Most household loads are single-phase. In North America and some other countries, three-phase power generally does not enter homes. Even in areas where it does, it is typically split out at the main distribution board and the individual loads are fed from a single phase. Sometimes it is used to power electric stoves and electric clothes dryers. The three phases are typically indicated by colors which vary by country.

THREE-PHASE ELECTRIC POWER TRANSMISSION

GENERATION AND DISTRIBUTION:
At the power station, an electrical generator converts mechanical power into a set of three alternating electric currents, one from each coil (a.k.a. "winding") of the generator. The windings are arranged such that the currents vary sinusoidally at the same frequency but with the peaks and troughs of their wave forms offset to provide three complementary currents with a phase separation of one-third cycle (120° or 2π/3 radians). The generator frequency is typically 50 or 60 Hz, varying by country. (See Mains power systems for more detail.)

Large power generators provide an electric current at a potential which can be a few hundred volts or up to about 30 kV. At the power station, transformers step this voltage up to one suitable for transmission. After numerous further conversions in the transmission and distribution network, the power is finally transformed to the standard utilization voltage for lighting and equipment. Single-phase loads are connected from one phase to neutral or between two phases. Three-phase loads such as larger motors must be connected to all three phases of the supply.

ANIMATION OF THREE-PHASE CURRENT FLOW

CONNECTING SINGLE-PHASE LOADS TO A THREE-PHASE SYSTEM:
Single-phase loads may be connected to a three-phase system in two ways. Either a load may be connected across two of the live conductors, or a load can be connected from a live phase conductor to the neutral conductor. Single-phase loads should be distributed evenly between the phases of the three-phase system for efficient use of the supply transformer and supply conductors. If the line-to-neutral voltage is a standard load voltage, for example 230 volt on a 400 volt three-phase system, single-phase loads can connect to a phase and the neutral. Loads can be distributed over three phases to balance the load. Where the line-to-neutral voltage is not the standard voltage for example 347 volts produced by a 600 V system, single-phase loads are connected through a step-down transformer.

In a symmetrical three-phase system, the system neutral has the same magnitude of voltage to each of the three-phase conductors. The voltage between line conductors (Vl) is √3 times the phase conductor to neutral voltage (Vp). That is: Vl = √3Vp.

In some multiple-unit residential buildings of North America, three-phase power is supplied to the building but individual units have only single-phase power formed from two of the three supply phases. Lighting and convenience receptacles are connected from either phase conductor to neutral, giving the usual 120 V required by typical North American appliances. In the split-phase system, high-power loads are connected between the opposite "hot" poles, giving a voltage of 240 V. In some cases, they may be connected between phases of a three-phase system, giving a voltage of 208 V. This practice is common enough that 208 V single-phase equipment is readily available in North America. Attempts to use the more common 120/240 V equipment intended for split-phase distribution may result in poor performance since 240 V heating and lighting equipment will only produce 75% of its rating when operated at 208 V. Motors rated at 240 V will draw higher current at 208 V; some motors are dual-labelled for both voltages.
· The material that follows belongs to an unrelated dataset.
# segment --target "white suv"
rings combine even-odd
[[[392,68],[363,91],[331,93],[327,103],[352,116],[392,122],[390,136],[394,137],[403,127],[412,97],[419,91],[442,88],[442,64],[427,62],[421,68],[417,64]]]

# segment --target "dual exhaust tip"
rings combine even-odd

Where three-phase at low voltage is otherwise in use, it may still be split out into single-phase service cables through joints in the supply network or it may be delivered to a master distribution board (breaker panel) at the customer's premises. Connecting an electrical circuit from one phase to the neutral generally supplies the country's standard single phase voltage (120 V AC or 230 V AC) to the circuit.
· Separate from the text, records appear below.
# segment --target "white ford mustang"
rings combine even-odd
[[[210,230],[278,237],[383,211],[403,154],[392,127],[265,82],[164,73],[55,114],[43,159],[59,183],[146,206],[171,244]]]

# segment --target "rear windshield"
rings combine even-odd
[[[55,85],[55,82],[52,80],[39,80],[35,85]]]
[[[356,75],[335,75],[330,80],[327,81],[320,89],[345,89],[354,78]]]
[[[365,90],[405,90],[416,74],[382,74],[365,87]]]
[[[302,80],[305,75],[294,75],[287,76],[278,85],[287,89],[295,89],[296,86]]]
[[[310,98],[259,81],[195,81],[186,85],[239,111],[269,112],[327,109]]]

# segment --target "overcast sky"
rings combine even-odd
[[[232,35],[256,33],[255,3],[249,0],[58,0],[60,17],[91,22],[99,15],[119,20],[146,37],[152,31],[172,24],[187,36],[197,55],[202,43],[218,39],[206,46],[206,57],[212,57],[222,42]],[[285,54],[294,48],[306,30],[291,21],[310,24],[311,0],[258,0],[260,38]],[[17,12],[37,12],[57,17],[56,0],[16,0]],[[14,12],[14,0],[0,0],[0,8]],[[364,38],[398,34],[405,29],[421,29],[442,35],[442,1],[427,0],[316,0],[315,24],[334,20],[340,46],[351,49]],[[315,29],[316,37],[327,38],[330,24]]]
The currents returning from the customers' premises to the supply transformer all share the neutral wire. If the loads are evenly distributed on all three phases, the sum of the returning currents in the neutral wire is approximately zero. Any unbalanced phase loading on the secondary side of the transformer will use the transformer capacity inefficiently.

If the supply neutral of a three-phase system with line-to-neutral connected loads is broken, the voltage balance on the loads will no longer be maintained. The neutral point will tend to drift toward the most heavily loaded phase, causing undervoltage conditions on that phase only. Correspondingly, the lightly loaded phases may approach the line-to-line voltage, which exceeds the line-to-neutral voltage by a factor of √3, causing overheating and failure of many types of loads.

For example, if several houses are connected through a 240 V transformer, which is connected to one phase of the three-phase system, each house might be affected by the imbalance on the three phase system. If the neutral connection is broken somewhere in the system, all equipment in a house might be damaged due to over-voltage. A similar phenomenon can exist if the house neutral (connected to the center tap of the 240 V pole transformer) is disconnected. This type of failure event can be difficult to troubleshoot if the drifting neutral effect is not understood. With inductive and/or capacitive loads, all phases can suffer damage as the reactive current moves across abnormal paths in the unbalanced system, especially if resonance conditions occur. For this reason, neutral connections are a critical part of a power distribution network and must be made as reliable as any of the phase connections. Where a mixture of single-phase 120-volt lighting and three-phase, 240-volt motors are to be supplied, a system called high-leg delta is used.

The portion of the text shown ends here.